Strong dollar blamed for soaring travel deficit
OTTAWA - Canada's strong dollar has contributed to a more than sixfold increase in Canada's travel deficit and there's no relief in sight, a report prepared for the Canadian Tourism Commission suggest
OTTAWA – Canada’s strong dollar has contributed to a more than sixfold increase in Canada’s travel deficit and there’s no relief in sight, a report prepared for the Canadian Tourism Commission suggests.
Last year, $10.2 billion more flowed out of the Canadian economy than into it as a result of such spending, continuing a steady increase from what was just $1.7 billion in 2002, the year before the loonie began its record rise to parity from less than 65 US cents, the report released by the tourism commission notes.
“What’s more, with the Canadian dollar expected to remain close to current levels over the entire forecast horizon, the travel deficit is expected to continue to widen,” it says.
The strong dollar, while Canada a more expensive place for foreigners to visit is also making international travel more affordable for Canadians, it notes. “Also, by encouraging conference planners to relocate events to destinations with weaker currencies, the high dollar may also have an adverse effect on business travel.”
CIBC World Markets, in a separate commentary on the travel deficit, noted the weak U.S. economy and new border security are – and will continue – to deter travel here by Americans, who account for the lion’s share of foreign visits here.
“Weather will always beckon Canadian travellers to warmer climes, but a near-parity Canadian dollar, and a U.S. economic slump, has put a huge dent into Canada’s ability to attract American tourists,” CIBC said.
“Judged by data on the number of travellers crossing each way, the travel deficit does not seem to have worsened much further in the second quarter,” it said. “But that pause may not last given Americans’ money troubles, and new passport requirements for those crossing by car.”
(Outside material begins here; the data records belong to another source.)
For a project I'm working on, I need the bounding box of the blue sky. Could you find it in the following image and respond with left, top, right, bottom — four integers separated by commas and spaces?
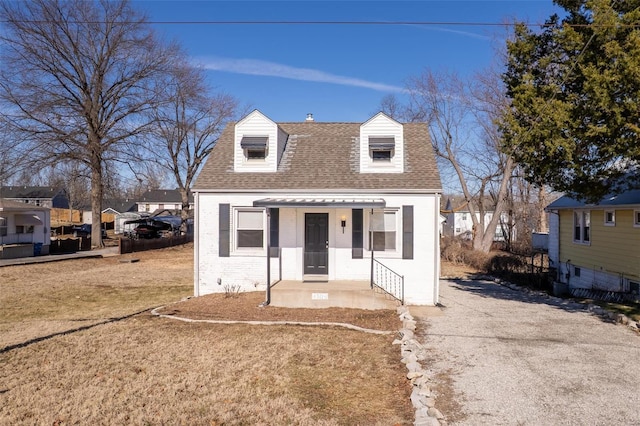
135, 1, 562, 123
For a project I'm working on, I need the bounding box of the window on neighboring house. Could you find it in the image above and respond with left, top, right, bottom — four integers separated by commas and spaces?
16, 225, 34, 234
174, 204, 180, 210
461, 213, 467, 220
0, 217, 7, 237
370, 209, 398, 251
368, 137, 395, 163
573, 210, 590, 243
574, 266, 581, 277
629, 280, 639, 295
634, 210, 640, 227
236, 209, 264, 249
604, 210, 615, 226
241, 136, 268, 161
455, 227, 461, 233
144, 204, 150, 212
158, 203, 164, 210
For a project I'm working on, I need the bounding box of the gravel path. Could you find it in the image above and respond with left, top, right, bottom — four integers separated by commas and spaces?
419, 278, 640, 426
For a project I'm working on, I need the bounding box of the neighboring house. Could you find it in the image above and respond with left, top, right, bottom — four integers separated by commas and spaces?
192, 110, 442, 306
547, 189, 640, 296
0, 198, 51, 258
441, 196, 510, 241
135, 189, 193, 213
0, 186, 68, 209
101, 199, 138, 233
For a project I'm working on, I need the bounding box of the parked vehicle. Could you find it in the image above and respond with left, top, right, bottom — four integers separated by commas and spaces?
71, 224, 107, 238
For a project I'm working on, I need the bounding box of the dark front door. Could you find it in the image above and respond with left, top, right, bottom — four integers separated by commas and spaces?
304, 213, 328, 275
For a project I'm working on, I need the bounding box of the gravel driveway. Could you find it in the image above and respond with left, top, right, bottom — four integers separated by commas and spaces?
419, 278, 640, 425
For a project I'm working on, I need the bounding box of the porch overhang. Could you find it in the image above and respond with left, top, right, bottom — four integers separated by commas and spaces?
253, 198, 386, 208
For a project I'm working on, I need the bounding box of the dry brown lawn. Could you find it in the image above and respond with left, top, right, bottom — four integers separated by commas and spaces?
0, 244, 414, 425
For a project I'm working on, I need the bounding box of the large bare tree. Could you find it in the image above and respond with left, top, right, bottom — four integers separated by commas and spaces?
0, 0, 177, 247
146, 61, 238, 231
382, 69, 515, 252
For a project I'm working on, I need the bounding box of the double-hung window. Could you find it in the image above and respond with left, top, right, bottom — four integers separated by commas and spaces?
370, 209, 398, 251
235, 209, 264, 249
0, 217, 6, 237
634, 210, 640, 228
573, 210, 590, 244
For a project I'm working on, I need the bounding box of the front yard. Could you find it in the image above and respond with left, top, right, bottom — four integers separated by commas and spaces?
0, 244, 413, 425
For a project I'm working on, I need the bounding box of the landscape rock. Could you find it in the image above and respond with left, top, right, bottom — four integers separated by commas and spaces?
428, 407, 445, 420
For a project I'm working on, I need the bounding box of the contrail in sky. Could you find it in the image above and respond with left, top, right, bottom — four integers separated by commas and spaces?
198, 56, 407, 93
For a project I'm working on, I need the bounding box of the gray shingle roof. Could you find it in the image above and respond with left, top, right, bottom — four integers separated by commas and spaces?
138, 189, 193, 203
548, 189, 640, 209
194, 121, 441, 192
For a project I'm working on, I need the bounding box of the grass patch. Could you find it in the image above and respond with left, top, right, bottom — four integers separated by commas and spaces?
574, 298, 640, 322
0, 244, 414, 424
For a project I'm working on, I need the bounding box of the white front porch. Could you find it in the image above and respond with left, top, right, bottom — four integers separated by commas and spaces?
269, 279, 400, 310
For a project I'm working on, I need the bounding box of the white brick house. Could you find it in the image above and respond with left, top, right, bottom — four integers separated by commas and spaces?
193, 110, 442, 306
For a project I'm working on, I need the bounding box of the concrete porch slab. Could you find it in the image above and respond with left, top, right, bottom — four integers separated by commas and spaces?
269, 280, 400, 310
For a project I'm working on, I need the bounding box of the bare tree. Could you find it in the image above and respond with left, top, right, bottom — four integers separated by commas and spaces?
43, 162, 91, 222
0, 0, 178, 247
383, 69, 514, 253
146, 61, 238, 231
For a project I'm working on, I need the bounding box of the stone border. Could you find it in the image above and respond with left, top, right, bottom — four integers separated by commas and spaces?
150, 305, 394, 335
473, 275, 640, 335
395, 306, 446, 426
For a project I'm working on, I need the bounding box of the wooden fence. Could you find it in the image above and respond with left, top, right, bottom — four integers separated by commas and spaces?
119, 234, 193, 254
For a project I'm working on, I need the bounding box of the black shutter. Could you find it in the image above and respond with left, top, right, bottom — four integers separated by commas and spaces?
352, 209, 363, 258
402, 205, 414, 259
219, 204, 230, 257
269, 208, 279, 257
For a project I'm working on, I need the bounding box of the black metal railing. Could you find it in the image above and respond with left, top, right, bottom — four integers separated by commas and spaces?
371, 258, 404, 304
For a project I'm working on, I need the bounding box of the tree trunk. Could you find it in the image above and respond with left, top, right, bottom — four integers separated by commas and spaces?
90, 150, 103, 249
180, 187, 190, 235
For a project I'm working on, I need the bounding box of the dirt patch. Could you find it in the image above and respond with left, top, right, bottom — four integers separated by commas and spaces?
158, 291, 401, 331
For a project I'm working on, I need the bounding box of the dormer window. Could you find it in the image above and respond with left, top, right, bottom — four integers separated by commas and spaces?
369, 137, 395, 162
241, 136, 268, 160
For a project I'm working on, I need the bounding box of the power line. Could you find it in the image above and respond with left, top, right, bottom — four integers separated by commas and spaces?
1, 19, 638, 28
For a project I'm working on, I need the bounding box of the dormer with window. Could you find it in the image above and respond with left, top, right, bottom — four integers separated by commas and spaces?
234, 110, 288, 172
359, 112, 404, 173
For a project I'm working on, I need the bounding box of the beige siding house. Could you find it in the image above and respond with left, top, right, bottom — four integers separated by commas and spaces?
547, 190, 640, 296
192, 110, 442, 307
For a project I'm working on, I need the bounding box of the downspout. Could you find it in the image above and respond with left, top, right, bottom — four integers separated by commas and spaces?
370, 208, 374, 289
193, 192, 200, 297
265, 208, 271, 305
434, 193, 441, 305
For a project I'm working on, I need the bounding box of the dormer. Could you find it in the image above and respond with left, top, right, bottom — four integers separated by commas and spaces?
359, 112, 404, 173
234, 110, 288, 173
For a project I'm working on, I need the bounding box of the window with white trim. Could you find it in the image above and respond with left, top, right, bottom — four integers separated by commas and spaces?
604, 210, 615, 226
634, 210, 640, 227
235, 208, 265, 249
369, 209, 398, 252
0, 217, 6, 237
573, 210, 590, 243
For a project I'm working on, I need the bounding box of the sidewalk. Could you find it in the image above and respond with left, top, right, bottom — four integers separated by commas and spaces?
0, 246, 120, 267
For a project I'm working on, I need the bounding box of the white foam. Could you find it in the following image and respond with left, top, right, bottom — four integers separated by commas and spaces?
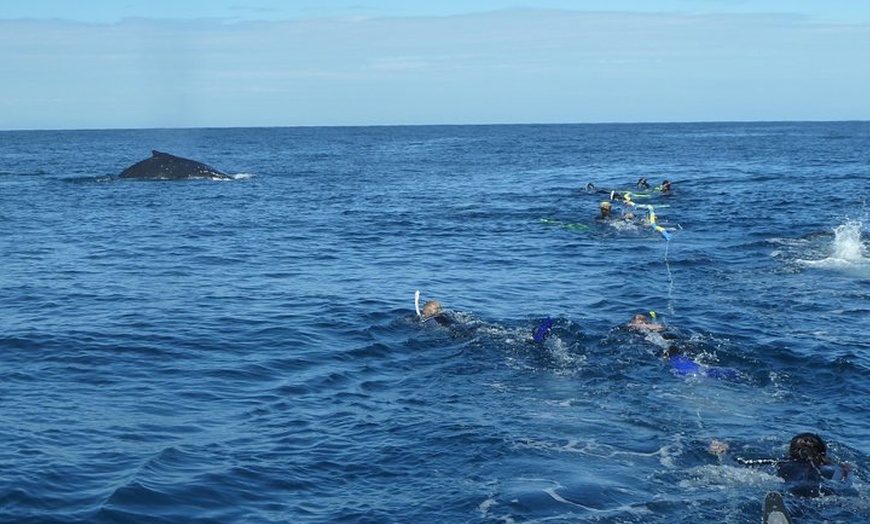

Statistics Canada on Thursday reports on the overall second-quarter current account balance, which includes the travel deficit as a part of the chronic shortfall in services trade as well as the offsetting and usually larger surplus in merchandise trade.
“Overall, we expect the current account to post a surplus of roughly $7.8 billion in the quarter,” said CIBC World Markets economist Krishen Rangasamy.
The conference board, meanwhile, notes that an offset for Canada’s domestic tourism industry to the slump in foreign visitors here and the increased flow of Canadians abroad, is the relative health of the Canadian economy, which encourages Canadians to travel more within Canada as well.
“Domestic tourism spending remains strong, bolstered by solid growth in disposable income and strong labour markets,” it says. “Tax cuts continue to boost disposable income among Canadians and bolster corporate profits, helping to fuel growth in both leisure and business travel.”
“However, given the strength of the Canadian dollar, it has become clear that not all of the increase in Canadians’ travel budgets will be spent here, but instead will be used for trips going to the United States or other international destinations,” it says.
The strength in the domestic economy, meanwhile, is creating labour market bottlenecks for the tourism industry.
“The unemployment rate among many tourism industries has approached or dropped below record lows in nearly every provinces,” it says. “Labour market tightness is also exerting upward pressure on wages in the sector and is hurting the sector’s profitability.”
And that profitability has already been undermined by the slump in tourism travel from the U.S., it says, noting that industry pre-tax profits last year fell 7.1% last year to $1.1 billion.